Ma in che senso il terrorismo di matrice islamista può in qualche modo accentuare “le nuove impervie avventure conoscitive”? Potrà mai il fanatismo omicida e suicida dei kamikaze avere, per una sorta di eterogenesi dei fini, anche una qualche funzione euristica? Vediamo: “Pochi, anzi pochissimi (al Baghdadi, Boko Haram), sono riusciti ad accaparrarsi l’attenzione ed il timore assoluto del mondo, contrapponendosi alle sue massime tradizionali ‘potenze’ (USA, Russia, Cina, Europa). Una posizione sconvolgente che ha saputo esprimere un contropotere enorme chiamando a raccolta i ‘relativamente tanti’ disseminati un po’ ovunque disponibili ad attuare il terrore a costo della loro stessa vita.
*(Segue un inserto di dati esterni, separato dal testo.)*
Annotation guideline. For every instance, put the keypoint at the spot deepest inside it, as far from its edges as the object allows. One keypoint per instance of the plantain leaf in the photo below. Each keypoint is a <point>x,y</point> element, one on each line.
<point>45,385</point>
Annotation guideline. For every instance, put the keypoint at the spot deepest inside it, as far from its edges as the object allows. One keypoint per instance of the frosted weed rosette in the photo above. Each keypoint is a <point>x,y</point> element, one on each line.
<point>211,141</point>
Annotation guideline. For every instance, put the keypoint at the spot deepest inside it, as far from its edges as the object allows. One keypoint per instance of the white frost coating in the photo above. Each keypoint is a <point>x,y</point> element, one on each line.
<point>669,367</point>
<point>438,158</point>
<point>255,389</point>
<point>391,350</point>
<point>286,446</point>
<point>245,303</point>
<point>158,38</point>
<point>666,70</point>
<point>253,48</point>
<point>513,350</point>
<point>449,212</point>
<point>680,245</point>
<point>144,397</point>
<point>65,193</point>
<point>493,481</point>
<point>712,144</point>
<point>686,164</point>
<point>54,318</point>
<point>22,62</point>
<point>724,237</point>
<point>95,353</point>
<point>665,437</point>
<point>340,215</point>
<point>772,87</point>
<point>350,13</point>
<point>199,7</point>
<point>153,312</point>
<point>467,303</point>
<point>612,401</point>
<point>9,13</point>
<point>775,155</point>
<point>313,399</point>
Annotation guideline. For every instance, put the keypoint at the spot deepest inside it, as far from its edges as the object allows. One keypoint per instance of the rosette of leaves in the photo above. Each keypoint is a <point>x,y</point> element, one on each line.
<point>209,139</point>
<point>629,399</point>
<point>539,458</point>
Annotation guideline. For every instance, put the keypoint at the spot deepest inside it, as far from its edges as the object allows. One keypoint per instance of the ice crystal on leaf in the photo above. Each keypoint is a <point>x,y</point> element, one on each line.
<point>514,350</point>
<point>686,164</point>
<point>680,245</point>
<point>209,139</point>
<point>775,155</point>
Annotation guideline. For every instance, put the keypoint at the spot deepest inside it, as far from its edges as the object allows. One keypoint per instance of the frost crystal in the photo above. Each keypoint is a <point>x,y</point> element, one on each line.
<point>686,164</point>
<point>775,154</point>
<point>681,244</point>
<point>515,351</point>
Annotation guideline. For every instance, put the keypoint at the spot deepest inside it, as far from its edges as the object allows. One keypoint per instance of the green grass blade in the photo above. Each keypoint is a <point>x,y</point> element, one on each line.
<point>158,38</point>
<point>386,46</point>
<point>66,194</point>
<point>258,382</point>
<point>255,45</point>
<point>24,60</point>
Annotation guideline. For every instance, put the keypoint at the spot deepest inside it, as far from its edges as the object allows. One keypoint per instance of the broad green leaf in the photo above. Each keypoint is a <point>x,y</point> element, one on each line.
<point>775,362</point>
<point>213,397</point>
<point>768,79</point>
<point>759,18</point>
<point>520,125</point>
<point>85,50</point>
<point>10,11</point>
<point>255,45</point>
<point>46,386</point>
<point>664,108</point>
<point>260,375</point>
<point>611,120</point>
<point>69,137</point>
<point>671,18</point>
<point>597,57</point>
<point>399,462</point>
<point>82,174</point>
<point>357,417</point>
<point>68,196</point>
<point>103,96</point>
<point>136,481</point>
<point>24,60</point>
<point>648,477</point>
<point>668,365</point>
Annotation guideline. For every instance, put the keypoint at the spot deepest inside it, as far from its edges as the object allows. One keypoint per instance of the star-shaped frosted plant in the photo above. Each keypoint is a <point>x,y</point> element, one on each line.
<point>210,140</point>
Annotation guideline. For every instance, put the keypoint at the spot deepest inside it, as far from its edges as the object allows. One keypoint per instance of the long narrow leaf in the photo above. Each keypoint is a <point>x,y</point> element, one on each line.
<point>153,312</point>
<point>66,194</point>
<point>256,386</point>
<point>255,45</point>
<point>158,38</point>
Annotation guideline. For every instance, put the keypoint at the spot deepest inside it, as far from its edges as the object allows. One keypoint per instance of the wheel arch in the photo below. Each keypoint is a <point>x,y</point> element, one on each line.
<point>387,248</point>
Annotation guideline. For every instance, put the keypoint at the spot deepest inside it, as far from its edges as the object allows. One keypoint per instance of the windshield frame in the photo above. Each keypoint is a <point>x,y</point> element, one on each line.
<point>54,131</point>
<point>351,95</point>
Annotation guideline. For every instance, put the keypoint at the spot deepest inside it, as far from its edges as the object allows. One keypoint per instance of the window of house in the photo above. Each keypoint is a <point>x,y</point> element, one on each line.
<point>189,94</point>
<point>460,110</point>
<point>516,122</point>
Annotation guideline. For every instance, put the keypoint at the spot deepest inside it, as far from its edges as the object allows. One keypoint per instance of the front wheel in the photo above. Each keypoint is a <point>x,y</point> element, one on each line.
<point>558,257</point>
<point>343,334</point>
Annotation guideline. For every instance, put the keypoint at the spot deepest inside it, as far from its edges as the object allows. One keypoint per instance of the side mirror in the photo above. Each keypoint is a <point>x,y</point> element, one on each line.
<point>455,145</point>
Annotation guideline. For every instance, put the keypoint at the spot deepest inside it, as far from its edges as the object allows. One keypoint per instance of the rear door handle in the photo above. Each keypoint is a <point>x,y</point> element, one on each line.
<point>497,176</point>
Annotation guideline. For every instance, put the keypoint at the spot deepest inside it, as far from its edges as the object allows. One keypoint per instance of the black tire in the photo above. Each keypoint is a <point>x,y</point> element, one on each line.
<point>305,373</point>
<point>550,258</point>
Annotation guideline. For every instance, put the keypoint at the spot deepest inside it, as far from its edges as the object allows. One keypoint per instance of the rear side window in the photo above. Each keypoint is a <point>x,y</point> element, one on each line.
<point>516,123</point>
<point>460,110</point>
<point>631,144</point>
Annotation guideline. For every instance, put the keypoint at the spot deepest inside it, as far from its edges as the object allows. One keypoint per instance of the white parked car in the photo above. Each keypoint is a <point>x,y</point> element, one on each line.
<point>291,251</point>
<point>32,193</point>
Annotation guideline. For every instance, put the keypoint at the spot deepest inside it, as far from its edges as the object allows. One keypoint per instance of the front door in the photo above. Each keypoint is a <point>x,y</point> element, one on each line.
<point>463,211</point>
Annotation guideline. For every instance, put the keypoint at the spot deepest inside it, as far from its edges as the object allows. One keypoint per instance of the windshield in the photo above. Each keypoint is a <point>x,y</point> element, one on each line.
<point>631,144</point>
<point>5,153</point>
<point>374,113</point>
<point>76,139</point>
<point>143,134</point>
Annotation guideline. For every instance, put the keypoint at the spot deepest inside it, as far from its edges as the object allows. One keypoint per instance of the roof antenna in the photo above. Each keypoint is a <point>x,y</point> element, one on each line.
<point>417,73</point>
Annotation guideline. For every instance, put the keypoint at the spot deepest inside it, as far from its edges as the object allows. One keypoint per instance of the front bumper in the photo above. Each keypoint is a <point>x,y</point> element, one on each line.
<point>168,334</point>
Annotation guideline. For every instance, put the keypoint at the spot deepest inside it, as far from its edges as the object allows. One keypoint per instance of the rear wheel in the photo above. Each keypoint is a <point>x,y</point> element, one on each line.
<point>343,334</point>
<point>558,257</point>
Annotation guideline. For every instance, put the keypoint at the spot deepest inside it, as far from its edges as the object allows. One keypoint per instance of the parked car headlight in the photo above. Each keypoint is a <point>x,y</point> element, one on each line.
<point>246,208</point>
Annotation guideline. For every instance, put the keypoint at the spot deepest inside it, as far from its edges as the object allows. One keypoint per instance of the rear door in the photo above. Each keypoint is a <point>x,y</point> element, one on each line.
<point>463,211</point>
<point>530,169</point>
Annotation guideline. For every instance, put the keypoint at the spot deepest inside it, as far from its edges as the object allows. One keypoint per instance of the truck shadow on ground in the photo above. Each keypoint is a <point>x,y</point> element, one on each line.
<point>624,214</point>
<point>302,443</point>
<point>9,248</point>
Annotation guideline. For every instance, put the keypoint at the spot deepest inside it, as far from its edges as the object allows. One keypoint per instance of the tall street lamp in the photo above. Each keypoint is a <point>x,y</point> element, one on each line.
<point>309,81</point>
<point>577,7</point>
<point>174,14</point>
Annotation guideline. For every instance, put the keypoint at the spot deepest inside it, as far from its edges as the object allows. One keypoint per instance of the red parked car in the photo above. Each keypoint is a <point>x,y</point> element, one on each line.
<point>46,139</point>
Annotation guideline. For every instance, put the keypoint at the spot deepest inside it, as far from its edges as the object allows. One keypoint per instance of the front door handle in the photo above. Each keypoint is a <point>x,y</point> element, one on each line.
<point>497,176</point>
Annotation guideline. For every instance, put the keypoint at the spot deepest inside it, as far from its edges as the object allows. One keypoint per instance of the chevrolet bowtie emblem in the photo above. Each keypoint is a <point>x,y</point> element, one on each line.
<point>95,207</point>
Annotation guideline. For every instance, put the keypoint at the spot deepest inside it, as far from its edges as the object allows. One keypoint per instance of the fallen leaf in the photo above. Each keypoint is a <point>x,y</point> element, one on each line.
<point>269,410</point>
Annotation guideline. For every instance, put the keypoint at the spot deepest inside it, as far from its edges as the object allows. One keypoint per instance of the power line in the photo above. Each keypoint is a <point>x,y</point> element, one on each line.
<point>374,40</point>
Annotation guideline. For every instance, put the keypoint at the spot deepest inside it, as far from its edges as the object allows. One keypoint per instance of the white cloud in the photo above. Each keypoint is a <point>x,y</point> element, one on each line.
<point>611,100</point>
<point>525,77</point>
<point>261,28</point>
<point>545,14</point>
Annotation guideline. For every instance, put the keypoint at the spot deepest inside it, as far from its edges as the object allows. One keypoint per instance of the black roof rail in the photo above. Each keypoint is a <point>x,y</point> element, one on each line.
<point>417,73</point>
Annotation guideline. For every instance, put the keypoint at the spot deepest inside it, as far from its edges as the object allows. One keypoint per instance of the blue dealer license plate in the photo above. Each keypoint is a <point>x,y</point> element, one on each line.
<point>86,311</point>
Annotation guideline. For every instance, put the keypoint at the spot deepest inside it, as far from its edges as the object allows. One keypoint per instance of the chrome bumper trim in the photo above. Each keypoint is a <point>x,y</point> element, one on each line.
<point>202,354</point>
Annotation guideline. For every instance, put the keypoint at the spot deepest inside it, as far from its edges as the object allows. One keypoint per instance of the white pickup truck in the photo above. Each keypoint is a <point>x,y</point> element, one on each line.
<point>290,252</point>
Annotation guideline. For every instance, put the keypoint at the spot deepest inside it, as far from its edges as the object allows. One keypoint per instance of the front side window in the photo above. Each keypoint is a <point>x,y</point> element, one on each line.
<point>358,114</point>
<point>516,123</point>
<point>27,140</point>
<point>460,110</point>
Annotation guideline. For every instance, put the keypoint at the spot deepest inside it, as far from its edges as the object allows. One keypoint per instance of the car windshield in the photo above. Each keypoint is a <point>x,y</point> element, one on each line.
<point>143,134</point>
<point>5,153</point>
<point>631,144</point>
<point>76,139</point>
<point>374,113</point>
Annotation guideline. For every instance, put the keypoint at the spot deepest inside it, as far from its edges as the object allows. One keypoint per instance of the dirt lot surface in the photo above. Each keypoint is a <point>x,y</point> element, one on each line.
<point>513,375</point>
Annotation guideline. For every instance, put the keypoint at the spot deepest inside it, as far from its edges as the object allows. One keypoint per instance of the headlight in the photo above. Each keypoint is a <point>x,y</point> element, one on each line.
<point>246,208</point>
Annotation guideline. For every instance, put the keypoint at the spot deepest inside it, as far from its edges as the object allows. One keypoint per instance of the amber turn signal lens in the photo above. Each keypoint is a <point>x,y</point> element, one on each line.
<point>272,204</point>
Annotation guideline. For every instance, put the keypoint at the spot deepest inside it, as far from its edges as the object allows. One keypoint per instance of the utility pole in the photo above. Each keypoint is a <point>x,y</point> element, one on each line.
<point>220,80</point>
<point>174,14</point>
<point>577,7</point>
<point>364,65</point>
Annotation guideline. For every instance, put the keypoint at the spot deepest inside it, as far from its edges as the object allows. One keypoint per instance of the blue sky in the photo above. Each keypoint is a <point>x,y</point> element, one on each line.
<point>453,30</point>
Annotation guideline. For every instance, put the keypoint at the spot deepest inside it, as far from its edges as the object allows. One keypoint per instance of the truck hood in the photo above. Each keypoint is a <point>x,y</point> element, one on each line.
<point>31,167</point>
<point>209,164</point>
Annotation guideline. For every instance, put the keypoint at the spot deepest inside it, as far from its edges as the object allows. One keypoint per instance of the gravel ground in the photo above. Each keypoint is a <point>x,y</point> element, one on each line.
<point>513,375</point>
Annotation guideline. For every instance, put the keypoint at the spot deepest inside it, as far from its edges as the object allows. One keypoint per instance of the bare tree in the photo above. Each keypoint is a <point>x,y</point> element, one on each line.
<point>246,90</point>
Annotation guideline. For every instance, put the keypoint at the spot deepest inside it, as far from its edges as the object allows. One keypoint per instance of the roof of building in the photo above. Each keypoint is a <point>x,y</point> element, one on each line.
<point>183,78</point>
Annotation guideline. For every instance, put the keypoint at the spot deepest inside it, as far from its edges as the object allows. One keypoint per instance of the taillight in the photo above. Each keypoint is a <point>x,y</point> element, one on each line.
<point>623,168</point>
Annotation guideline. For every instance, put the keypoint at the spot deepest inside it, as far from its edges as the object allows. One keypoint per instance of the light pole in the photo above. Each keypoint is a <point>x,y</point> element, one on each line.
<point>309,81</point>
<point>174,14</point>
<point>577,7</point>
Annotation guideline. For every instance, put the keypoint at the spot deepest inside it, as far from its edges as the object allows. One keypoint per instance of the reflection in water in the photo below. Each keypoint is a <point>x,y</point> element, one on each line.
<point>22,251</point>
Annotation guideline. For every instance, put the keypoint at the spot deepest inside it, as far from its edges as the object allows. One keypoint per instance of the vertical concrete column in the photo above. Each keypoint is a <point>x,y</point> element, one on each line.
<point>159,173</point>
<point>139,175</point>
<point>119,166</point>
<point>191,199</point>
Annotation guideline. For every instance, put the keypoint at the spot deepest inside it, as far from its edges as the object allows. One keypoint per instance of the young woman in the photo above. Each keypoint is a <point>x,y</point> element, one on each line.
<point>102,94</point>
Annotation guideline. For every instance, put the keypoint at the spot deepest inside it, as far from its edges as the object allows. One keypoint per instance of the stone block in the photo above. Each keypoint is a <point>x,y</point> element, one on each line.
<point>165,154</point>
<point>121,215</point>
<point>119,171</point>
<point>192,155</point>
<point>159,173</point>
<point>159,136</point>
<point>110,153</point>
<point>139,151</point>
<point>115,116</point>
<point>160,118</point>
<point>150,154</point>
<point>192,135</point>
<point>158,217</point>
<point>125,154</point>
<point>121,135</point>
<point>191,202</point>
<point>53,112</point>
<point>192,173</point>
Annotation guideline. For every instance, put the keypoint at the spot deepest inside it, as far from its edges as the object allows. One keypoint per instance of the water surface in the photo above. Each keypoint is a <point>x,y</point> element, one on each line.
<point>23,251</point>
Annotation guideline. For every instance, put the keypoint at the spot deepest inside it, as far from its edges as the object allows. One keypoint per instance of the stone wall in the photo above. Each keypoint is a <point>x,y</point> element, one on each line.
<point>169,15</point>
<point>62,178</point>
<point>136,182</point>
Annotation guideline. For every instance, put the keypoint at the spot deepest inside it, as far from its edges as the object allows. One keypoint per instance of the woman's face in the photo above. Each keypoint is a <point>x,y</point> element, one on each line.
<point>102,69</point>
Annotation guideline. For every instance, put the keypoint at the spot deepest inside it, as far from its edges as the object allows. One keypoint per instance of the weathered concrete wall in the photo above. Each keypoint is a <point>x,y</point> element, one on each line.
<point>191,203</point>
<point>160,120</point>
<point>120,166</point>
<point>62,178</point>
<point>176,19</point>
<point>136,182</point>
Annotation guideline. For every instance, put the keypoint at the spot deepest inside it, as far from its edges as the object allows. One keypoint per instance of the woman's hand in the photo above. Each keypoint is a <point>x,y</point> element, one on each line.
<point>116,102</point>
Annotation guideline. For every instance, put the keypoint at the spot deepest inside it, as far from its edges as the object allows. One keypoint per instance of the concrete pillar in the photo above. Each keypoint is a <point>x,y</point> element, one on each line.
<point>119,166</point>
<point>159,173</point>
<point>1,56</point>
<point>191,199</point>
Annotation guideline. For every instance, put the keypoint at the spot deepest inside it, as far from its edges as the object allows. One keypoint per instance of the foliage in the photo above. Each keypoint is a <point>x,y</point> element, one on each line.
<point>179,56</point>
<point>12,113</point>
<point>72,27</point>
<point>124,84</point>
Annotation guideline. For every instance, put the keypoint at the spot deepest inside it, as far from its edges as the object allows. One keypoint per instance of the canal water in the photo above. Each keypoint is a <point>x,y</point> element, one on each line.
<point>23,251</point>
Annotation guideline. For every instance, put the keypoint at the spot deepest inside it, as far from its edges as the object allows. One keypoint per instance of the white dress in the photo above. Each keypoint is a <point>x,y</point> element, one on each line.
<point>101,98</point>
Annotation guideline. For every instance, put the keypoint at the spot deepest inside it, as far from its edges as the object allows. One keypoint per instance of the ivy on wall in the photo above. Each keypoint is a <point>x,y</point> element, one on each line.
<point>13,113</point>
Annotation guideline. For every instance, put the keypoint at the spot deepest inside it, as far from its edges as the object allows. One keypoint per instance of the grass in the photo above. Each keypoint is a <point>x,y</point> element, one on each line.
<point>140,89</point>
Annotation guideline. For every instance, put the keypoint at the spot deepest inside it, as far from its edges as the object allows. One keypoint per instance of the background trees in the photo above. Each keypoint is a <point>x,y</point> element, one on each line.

Immaginiamo che questo ‘miracolo’ cresciuto in pochi anni sia stato reso possibile da ‘nuovi paradigmi’ che la Storia ha improvvisamente messo lì ad intralciare il nostro classico ed ordinato pensare”. Già, ma che cosa intende Girard con l’espressione “il nostro classico e ordinato pensare”? Intende quello basato sul principio di sostanza  e di non contraddizione, “riferimento cardine nel quale siamo vissuti finora, prima, per almeno 1500 anni, ’cristiano’, poi, progressivamente, laico”.


Giorgio Girard

Bene, Girard ci sta dicendo che il terrorismo internazionale “destabilizza” questo paradigma così rassicurante: “Tendo a scorgere come espressione paradigmatica di questo sconvolgimento la smentita della modalità binaria e duale attraverso cui passarono, oltre l’assetto ‘civile’ ordinato e accettato del mondo, anche indicibili orrori della storia: la smentita della tradizionale precisa identificazione del nemico, islamici per i crociati, fedeli per gli infedeli, o  viceversa, e così via per tutte le innumerevoli serie di controversie duali, chiaramente contraddistinte”. Insomma, il paradigma politico  duale di Carl Schmitt ‘amico-nemico’ non regge più, dal momento che il nemico non è più identificabile, in quanto “Passeggiando per strada e, soprattutto nei grandi raduni e concorsi di folla, ogni vicino potenziale amico può essere un nemico e non c’è nessuna ‘dichiarazione di guerra’ che possa rassicurare nel senso di consentire una difesa, anzi l’imprevisto coincide con la fonte di ogni potenzialità di terrore”. Questo significa anche che viene meno la distinzione tra tempo di pace e tempo di guerra: ormai la guerra, come il nemico, può essere tra noi e scoppiare quando meno te lo aspetti.